Adolph (Ad) Toepperwein
Kendall County, Texas
29 47.229' N 98 43.746' W
Directions: Start at the intersection of Hosack Street and Main Street. Go 50 feet south on Main Street. The marker is on the right (west) side of the street.
Text: In the 1880s, elements of the old west were fading and became romanticized through wild west shows. These promotions created opportunities for those with skills, including sharp-shooters.
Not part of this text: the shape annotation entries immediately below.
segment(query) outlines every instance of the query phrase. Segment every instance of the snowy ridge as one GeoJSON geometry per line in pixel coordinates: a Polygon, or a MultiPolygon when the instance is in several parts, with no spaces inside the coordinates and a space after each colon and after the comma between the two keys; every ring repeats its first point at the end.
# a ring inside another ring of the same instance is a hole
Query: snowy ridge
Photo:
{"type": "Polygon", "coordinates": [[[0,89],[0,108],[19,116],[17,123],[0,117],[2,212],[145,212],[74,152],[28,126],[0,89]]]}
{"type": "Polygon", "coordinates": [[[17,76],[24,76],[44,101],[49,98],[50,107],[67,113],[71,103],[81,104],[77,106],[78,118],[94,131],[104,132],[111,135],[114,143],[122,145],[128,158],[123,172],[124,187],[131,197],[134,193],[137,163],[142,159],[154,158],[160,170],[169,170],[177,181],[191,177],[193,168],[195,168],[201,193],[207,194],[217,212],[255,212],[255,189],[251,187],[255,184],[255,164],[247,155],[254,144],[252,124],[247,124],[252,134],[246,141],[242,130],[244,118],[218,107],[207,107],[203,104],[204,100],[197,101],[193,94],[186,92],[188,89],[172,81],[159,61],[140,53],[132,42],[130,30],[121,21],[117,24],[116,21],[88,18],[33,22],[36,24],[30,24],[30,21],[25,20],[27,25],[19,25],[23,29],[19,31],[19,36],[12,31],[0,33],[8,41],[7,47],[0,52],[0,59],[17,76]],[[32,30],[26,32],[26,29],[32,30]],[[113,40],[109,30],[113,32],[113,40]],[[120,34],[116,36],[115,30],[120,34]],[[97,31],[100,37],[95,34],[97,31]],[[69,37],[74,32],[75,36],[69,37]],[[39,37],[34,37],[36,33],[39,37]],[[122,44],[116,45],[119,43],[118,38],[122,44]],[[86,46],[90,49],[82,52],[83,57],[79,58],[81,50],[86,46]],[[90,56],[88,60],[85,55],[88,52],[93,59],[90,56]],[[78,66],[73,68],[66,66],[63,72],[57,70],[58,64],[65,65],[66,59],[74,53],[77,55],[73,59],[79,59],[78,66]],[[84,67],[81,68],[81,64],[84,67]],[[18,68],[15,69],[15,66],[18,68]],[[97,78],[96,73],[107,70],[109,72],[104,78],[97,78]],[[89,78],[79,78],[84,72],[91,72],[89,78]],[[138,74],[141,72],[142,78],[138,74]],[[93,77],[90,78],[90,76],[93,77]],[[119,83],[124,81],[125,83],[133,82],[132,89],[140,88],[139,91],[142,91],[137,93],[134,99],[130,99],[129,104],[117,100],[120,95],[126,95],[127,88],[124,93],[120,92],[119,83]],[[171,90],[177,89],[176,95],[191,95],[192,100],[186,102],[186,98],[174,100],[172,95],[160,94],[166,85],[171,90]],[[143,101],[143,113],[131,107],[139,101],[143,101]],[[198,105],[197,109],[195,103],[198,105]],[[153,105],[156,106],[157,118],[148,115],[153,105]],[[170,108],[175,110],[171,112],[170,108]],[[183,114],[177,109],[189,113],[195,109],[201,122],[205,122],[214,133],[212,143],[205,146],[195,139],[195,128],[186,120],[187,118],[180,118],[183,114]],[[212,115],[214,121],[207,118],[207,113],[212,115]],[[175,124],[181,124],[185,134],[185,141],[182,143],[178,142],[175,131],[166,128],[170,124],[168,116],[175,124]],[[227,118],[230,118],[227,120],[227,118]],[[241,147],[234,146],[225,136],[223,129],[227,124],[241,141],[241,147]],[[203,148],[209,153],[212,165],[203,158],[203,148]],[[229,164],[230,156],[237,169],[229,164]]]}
Adolph (Ad) Toepperwein was born in Boerne on October 16, 1869 to Johanna (Bergmann) and Emil Albrecht Ferdinand Toepperwein, who immigrated to Texas from Prussia in 1850. Ad's father was a gunsmith who built and designed guns and, because of this, Ad became proficient with firearms at a young age. By the age of ten, he could outshoot many veteran marksmen. After his father's death, Ad moved to San Antonio to perfect his shooting skills. In 1889, he quit his cartoonist job at the San Antonio Express and went to New York seeking a vaudeville job. For two years, he shared the stage with many vaudeville acts. He then joined the Orin Brothers Circus, with which he toured for eight years. In 1901, the Winchester Repeating Firearms Company signed him to a long-term contract as an exhibition shooter. On a visit to the Winchester plant in Connecticut in 1902, ad met a cartridge assembler named Elizabeth Servaty. After a short courtship, they were married. Ad taught her how to shoot and they began touring as a husband and wife shooting team known as the Wonderful Toepperweins. they traveled for over forty years until Elizabeth died in 1945. Ad retired in 1951 and died on March 4, 1962. Ad was a long-time member of the Boerne Schuetzen Verein, was inducted into the Texas Sports Hall of Fame in 1966, made Ripley's Believe It or Not and the Guinness Book of World Records. One of Boerne's most famous sons is remembered and respected for his many shooting records over the years.